Todorov has published a total of 21 books, including The Poetics of Prose (1971), Introduction to Poetics (1981), The Conquest of America (1982), Mikhail Bakhtin: The Dialogical Principle (1984), Facing the Extreme: Moral Life in the Concentration Camps (1991), On Human Diversity (1993), Hope and Memory (2000), and Imperfect Garden: The Legacy of Humanism (2002). Todorov's historical interests have focused on such crucial issues as the conquest of The Americas and the Nazi and Stalinist concentration camps.
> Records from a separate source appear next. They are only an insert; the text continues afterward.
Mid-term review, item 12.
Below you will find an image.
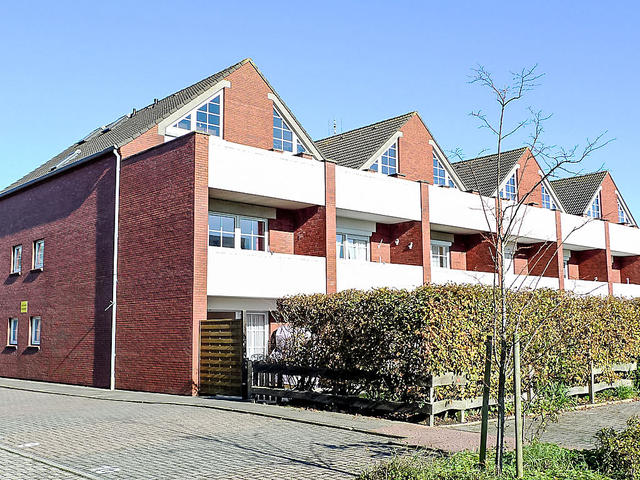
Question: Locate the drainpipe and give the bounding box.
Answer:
[110,149,122,390]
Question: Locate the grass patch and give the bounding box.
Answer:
[358,443,611,480]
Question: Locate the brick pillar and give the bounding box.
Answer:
[191,133,209,395]
[556,210,564,290]
[324,161,337,294]
[604,220,613,295]
[420,182,431,283]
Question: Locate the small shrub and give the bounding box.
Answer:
[591,416,640,480]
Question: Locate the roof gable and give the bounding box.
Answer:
[315,112,417,169]
[550,171,608,215]
[451,147,527,197]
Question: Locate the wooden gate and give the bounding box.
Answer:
[199,312,243,396]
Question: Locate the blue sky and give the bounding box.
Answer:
[0,0,640,210]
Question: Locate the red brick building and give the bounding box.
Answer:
[0,60,640,394]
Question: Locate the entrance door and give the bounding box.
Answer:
[247,313,269,360]
[199,312,243,396]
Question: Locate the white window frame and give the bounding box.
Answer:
[7,318,18,347]
[336,231,371,262]
[271,107,309,155]
[207,211,269,252]
[166,88,224,138]
[369,139,400,177]
[245,311,269,360]
[430,240,451,270]
[433,152,458,188]
[33,238,44,270]
[11,245,22,275]
[29,315,42,347]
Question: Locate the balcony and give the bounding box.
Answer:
[429,185,495,233]
[336,259,422,291]
[609,223,640,255]
[207,247,326,298]
[336,166,421,223]
[209,136,325,208]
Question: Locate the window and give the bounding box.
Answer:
[273,107,306,153]
[209,213,236,248]
[173,93,222,137]
[587,192,601,218]
[209,212,267,252]
[33,240,44,269]
[7,318,18,345]
[500,173,518,200]
[336,233,369,261]
[541,185,558,210]
[240,218,266,252]
[431,240,451,268]
[369,143,398,175]
[29,317,42,347]
[11,245,22,273]
[433,151,456,188]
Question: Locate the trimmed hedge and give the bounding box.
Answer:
[276,285,640,402]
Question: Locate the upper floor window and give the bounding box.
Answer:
[540,185,558,210]
[587,192,602,218]
[433,152,456,188]
[33,240,44,269]
[336,233,369,261]
[173,93,222,137]
[370,143,398,175]
[431,240,451,268]
[29,317,42,347]
[209,213,267,252]
[7,318,18,345]
[11,245,22,273]
[500,173,518,200]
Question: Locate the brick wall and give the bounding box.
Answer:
[116,134,200,394]
[398,115,433,183]
[0,155,115,387]
[223,63,273,150]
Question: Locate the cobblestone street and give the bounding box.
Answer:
[0,389,397,480]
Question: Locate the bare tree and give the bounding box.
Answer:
[454,66,610,473]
His honors have included the Bronze Medal of the CNRS, the Charles Lévêque Prize of the Académie des Sciences Morales et Politiques and the first Maugean Prize of the Académie Française; he also is an Officer of the Ordre des Arts et des Lettres.
Todorov lives in Paris with his wife Nancy Huston and their two children.
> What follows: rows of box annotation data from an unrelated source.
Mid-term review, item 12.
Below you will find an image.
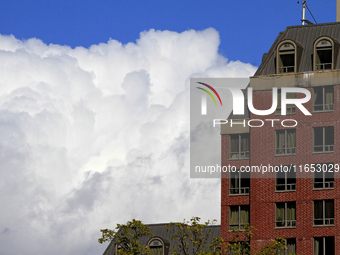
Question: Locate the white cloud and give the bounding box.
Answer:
[0,28,255,254]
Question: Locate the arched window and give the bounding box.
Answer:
[148,238,164,255]
[276,41,296,73]
[314,37,334,71]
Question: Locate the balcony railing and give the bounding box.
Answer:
[279,66,294,73]
[313,145,334,152]
[316,63,332,70]
[276,183,296,191]
[229,151,250,159]
[275,147,296,155]
[276,220,296,228]
[229,187,249,195]
[313,104,334,112]
[314,218,334,225]
[314,181,334,189]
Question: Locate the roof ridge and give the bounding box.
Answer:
[286,22,340,30]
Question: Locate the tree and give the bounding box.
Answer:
[166,217,216,255]
[98,219,153,255]
[98,217,287,255]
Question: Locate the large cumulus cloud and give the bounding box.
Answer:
[0,28,255,254]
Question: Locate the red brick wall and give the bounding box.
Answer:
[221,86,340,255]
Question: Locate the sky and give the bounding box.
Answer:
[0,0,335,255]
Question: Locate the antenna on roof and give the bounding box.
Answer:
[298,1,318,25]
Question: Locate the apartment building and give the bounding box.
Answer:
[221,22,340,255]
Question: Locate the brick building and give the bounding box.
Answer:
[221,22,340,255]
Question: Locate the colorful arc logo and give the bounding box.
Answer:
[196,82,222,115]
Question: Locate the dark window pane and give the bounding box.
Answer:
[325,127,334,145]
[321,236,335,255]
[314,127,323,146]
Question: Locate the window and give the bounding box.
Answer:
[275,89,296,115]
[275,238,296,255]
[275,129,296,155]
[230,134,249,159]
[314,39,333,71]
[313,86,334,112]
[229,205,250,230]
[313,164,334,189]
[314,200,334,226]
[148,238,164,255]
[275,165,296,191]
[228,241,250,255]
[278,42,295,73]
[313,127,334,152]
[275,202,296,228]
[314,236,335,255]
[229,171,250,195]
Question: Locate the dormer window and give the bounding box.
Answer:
[148,237,170,255]
[314,38,333,71]
[277,41,296,73]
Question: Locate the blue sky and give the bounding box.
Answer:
[0,0,336,66]
[0,0,336,255]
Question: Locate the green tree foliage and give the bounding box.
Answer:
[98,219,153,255]
[98,217,287,255]
[166,217,216,255]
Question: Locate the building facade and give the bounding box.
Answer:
[221,22,340,255]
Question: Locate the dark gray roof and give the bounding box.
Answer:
[254,22,340,76]
[103,223,221,255]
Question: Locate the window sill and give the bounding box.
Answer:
[229,193,249,197]
[229,158,249,160]
[228,228,246,233]
[312,151,334,154]
[275,112,296,116]
[312,110,334,113]
[313,224,335,228]
[274,153,296,157]
[275,189,296,193]
[275,226,296,229]
[313,188,335,191]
Todorov's greatest contribution to literary theory was his defining of the fantastic, the fantastic uncanny, and the fantastic marvelous. Todorov defines the fantastic as being any event that happens in our world that seems to be supernatural. Upon the occurrence of the event, we must decide if the event was an illusion or whether it is real and has actually taken place. Todorov uses Alvaro from Cazotte's Le Diable Amoureux as an example of a fantastic event. Alvaro must decide whether the woman he is in love with is truly a woman or if she is the devil.
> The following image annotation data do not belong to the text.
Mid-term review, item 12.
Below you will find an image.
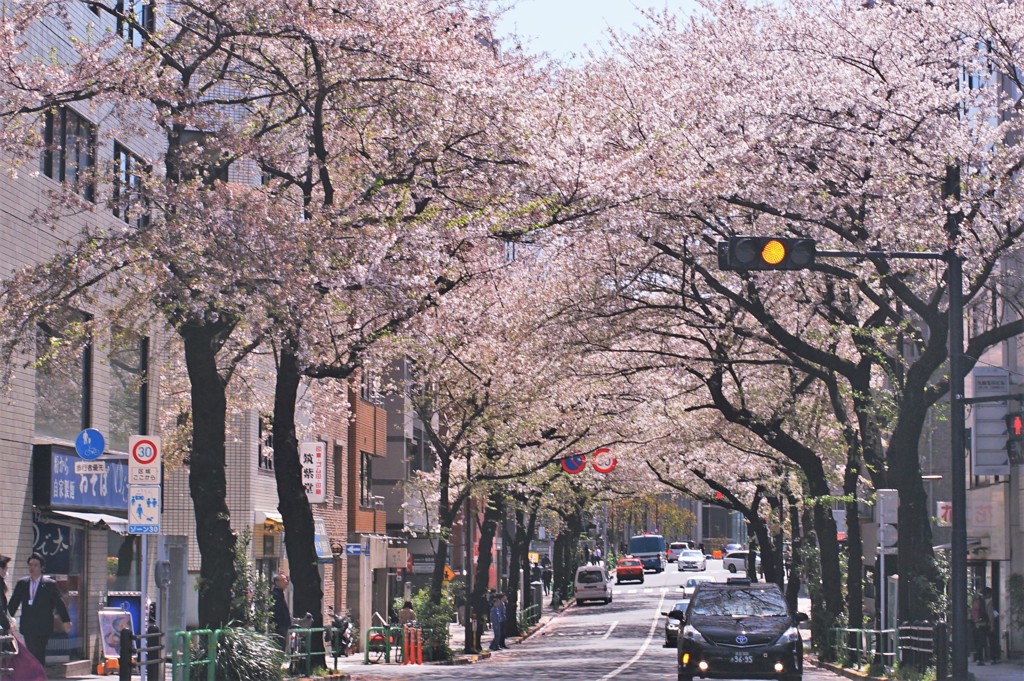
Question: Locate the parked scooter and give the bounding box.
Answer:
[324,608,355,667]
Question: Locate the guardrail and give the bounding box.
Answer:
[171,629,221,681]
[518,605,541,632]
[829,629,897,667]
[899,622,949,681]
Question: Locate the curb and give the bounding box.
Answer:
[807,656,889,681]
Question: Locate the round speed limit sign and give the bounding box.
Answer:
[592,446,618,473]
[131,439,160,466]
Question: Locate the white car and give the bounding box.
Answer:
[681,574,715,596]
[665,542,692,563]
[722,551,761,574]
[676,549,708,571]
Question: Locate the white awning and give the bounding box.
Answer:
[253,511,285,527]
[50,510,128,535]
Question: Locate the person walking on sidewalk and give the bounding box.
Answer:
[489,594,508,650]
[971,587,991,665]
[981,587,1001,665]
[7,553,71,667]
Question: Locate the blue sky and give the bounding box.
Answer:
[499,0,699,59]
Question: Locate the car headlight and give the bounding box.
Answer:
[683,625,708,643]
[775,627,800,645]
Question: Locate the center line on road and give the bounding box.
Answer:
[597,593,665,681]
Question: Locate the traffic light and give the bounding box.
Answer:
[996,412,1024,442]
[718,237,816,271]
[1007,412,1024,464]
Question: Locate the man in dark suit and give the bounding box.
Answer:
[270,572,292,649]
[7,553,71,665]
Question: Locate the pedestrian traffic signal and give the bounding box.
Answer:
[1007,414,1024,441]
[718,237,816,271]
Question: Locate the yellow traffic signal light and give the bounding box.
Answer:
[718,237,816,271]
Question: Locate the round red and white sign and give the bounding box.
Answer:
[593,446,618,473]
[131,439,159,466]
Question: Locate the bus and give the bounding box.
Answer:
[630,534,666,572]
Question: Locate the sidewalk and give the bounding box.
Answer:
[808,658,1024,681]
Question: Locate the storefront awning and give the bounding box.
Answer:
[50,511,128,535]
[254,511,285,529]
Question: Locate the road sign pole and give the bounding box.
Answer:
[138,535,150,681]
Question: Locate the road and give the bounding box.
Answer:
[345,561,840,681]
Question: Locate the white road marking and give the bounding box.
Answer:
[598,593,665,681]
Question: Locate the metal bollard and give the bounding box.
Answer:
[118,627,135,681]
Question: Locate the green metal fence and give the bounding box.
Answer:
[519,605,541,632]
[171,629,223,681]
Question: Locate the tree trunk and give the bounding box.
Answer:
[467,492,504,650]
[785,495,804,612]
[178,324,236,629]
[843,451,864,629]
[273,339,324,667]
[886,389,937,622]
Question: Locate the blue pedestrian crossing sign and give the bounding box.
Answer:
[128,484,160,535]
[75,428,106,461]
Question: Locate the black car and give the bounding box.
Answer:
[662,598,690,648]
[669,580,807,681]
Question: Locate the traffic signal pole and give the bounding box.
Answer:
[718,237,969,681]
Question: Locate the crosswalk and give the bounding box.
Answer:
[613,585,683,596]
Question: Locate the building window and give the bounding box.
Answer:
[167,130,230,186]
[256,412,273,470]
[108,331,150,452]
[36,312,92,440]
[359,452,374,508]
[114,0,157,47]
[113,142,150,227]
[41,107,96,201]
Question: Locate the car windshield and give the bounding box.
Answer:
[693,587,788,618]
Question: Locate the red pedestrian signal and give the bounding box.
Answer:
[718,237,817,271]
[1007,414,1024,440]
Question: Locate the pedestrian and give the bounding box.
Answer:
[7,553,71,667]
[971,587,991,665]
[488,594,505,650]
[0,556,10,636]
[270,572,292,650]
[981,587,1002,665]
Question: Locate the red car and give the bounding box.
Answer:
[615,558,643,584]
Upon choosing whether the event was real or imaginary, Todorov says that we enter into the genres of uncanny and marvelous. In the fantastic uncanny, the event that occurs is actually an illusion of some sort. The "laws of reality" remain intact and also provide a rational explanation for the fantastic event. Todorov gives examples of dreams, drugs, illusions of the senses, madness, etc. as things that could explain a fantastic/supernatural event. In the fantastic marvelous, the supernatural event that occurs has actually taken place and therefore the "laws of reality" have to be changed to explain the event. Only if the implied reader cannot opt for one or the other possibility, the text is purely fantastic.
Aside from his work in literary theory, Todorov also dabbled in philosophy a bit. He wrote Frail Happiness about the writings of Jean-Jacques Rousseau. He focuses on Rousseau's ideas of attaining human happiness and how we can live in 'modern' times.